However, the organization of the Achaic economy was evident at the beginning of the Classic Age (479 – 323 b.c.) when the circulation of the first silver coins took place, cut in the town of Aiges in about 480 b.c..
Later, more towns cut and circulated coins, like Pellini, Aigeira, Eliki and Dymi and two Arcadian ones, Kleitoras and Psofida. The cities of Dymi, Eliki and Pellini cut coins a new at the beginning of the 4th century b.c.. That period, Achaia’s rapid development was evident in sculpture, architecture, etc. It was also evident, however, in its reserved exit from its isolation and the participation in the Greek affairs.

Then the Achaioi reemerged in the Historical foreground, after the Trojan War, by participating in the "Korinthian War" (395– 387 b.c.), later in the "Thivaean War" (371 – 362 b.c.) as well as in the so called "Holy War" (355 – 345 b.c.), which offered the Macedonians the opportunities they were looking for to interfere in the Greek affairs.
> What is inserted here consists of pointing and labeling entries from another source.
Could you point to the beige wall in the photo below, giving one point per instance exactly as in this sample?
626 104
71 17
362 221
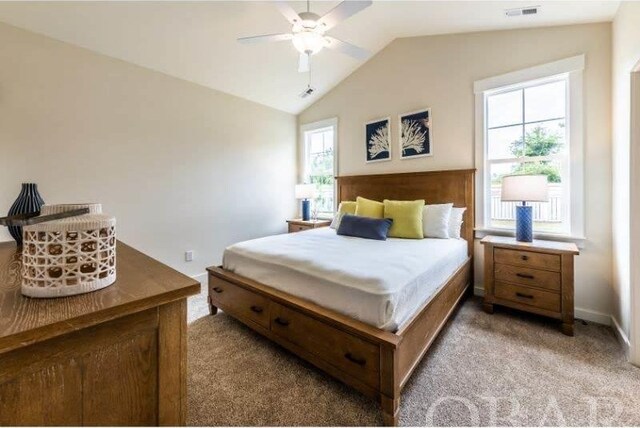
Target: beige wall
626 55
182 167
438 72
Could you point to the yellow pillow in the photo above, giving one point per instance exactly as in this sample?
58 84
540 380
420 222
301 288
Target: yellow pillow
369 208
347 207
407 218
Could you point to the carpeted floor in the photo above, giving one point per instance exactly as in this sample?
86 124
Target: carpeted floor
501 369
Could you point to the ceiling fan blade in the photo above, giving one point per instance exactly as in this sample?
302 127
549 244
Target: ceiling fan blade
347 48
303 64
288 12
343 11
266 38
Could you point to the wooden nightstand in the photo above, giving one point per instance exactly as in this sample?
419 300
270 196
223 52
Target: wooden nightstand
533 276
300 225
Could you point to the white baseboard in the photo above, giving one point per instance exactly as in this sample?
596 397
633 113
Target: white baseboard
581 313
621 336
201 278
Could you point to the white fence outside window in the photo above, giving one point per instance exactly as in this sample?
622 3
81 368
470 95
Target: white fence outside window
550 212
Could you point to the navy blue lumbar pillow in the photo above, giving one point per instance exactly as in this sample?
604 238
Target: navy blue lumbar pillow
365 227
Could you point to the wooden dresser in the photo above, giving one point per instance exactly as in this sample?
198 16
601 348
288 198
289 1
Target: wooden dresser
533 276
116 356
300 225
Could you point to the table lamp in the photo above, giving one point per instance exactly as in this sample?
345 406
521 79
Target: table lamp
305 192
524 188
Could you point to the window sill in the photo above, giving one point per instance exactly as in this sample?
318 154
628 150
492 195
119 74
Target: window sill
578 240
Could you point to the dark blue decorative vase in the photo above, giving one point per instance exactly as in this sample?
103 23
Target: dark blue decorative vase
306 209
29 201
524 223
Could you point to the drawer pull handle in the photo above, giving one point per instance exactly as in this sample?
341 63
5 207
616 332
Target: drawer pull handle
526 296
281 321
358 361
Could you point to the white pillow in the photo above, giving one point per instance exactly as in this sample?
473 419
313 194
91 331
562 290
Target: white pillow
435 220
455 222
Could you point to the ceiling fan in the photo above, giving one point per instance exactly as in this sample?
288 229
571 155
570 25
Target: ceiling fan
308 31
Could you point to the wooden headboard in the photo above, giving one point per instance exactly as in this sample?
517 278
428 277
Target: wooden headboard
435 187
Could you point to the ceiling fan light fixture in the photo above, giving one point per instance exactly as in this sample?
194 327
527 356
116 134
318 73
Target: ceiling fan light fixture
309 42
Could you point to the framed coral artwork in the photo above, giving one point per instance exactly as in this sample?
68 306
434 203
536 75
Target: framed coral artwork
415 134
378 140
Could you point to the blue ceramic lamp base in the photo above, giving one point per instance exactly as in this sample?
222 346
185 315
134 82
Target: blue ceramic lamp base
524 223
306 210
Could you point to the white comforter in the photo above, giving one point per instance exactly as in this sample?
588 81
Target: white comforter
379 282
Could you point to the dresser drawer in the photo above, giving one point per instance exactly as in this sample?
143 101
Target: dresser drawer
298 228
526 259
239 301
528 296
350 354
527 276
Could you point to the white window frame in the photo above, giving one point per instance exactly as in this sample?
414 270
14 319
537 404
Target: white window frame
573 68
315 126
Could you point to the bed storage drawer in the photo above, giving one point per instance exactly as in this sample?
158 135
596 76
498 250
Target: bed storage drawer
349 353
528 296
239 301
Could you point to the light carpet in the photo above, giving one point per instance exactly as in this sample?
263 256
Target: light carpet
502 369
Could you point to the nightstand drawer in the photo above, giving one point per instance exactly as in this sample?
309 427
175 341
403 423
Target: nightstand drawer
298 228
527 258
528 296
527 276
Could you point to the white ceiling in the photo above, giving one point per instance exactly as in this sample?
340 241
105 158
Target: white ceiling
196 41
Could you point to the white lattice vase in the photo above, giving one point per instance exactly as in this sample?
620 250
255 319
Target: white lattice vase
69 256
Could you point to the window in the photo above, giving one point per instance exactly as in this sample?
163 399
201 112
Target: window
319 164
530 123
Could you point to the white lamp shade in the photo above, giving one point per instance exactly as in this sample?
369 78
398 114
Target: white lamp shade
305 191
525 188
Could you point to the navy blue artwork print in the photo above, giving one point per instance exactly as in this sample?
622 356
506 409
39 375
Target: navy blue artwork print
378 142
415 134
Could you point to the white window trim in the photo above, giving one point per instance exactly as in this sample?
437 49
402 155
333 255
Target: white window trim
634 301
573 67
326 123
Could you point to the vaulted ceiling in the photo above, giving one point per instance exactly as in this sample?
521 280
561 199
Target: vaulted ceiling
196 41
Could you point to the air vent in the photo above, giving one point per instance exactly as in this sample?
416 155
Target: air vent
521 11
308 91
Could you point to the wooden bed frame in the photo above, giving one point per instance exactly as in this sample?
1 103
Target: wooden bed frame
376 362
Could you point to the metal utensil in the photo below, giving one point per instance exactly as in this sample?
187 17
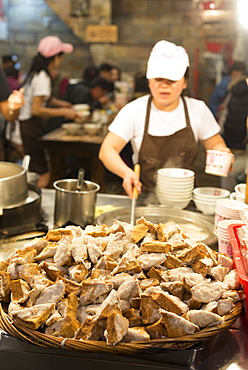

After the battle in Haironeia (338 b.c.), where the supremacy of Filippos B’s army was proved, the Hellenic land was unified for the first time, under the threat of the Macedonian arms. The Macedonian conquerors, placed quards in the Achaic cities, exiled citizens and changed Democracy. The Achaic cities participated in the Macedonian conflicts and, for the first time in their history, they turned against each other’s interests. Besides that, in 303 b.c. "The Common of Achaioi" or the so-called "First Achaic Confederacy" was dissolved. The turbulence of the times influenced the productive procedures, and that was evident in the economy of the Achaic cities. A characteristic example of the situation was the financial disorganization of Patras, the poverty-stricken inhabitants of which resorted to the neighboring settlements of Volini, Argiroi and Arva.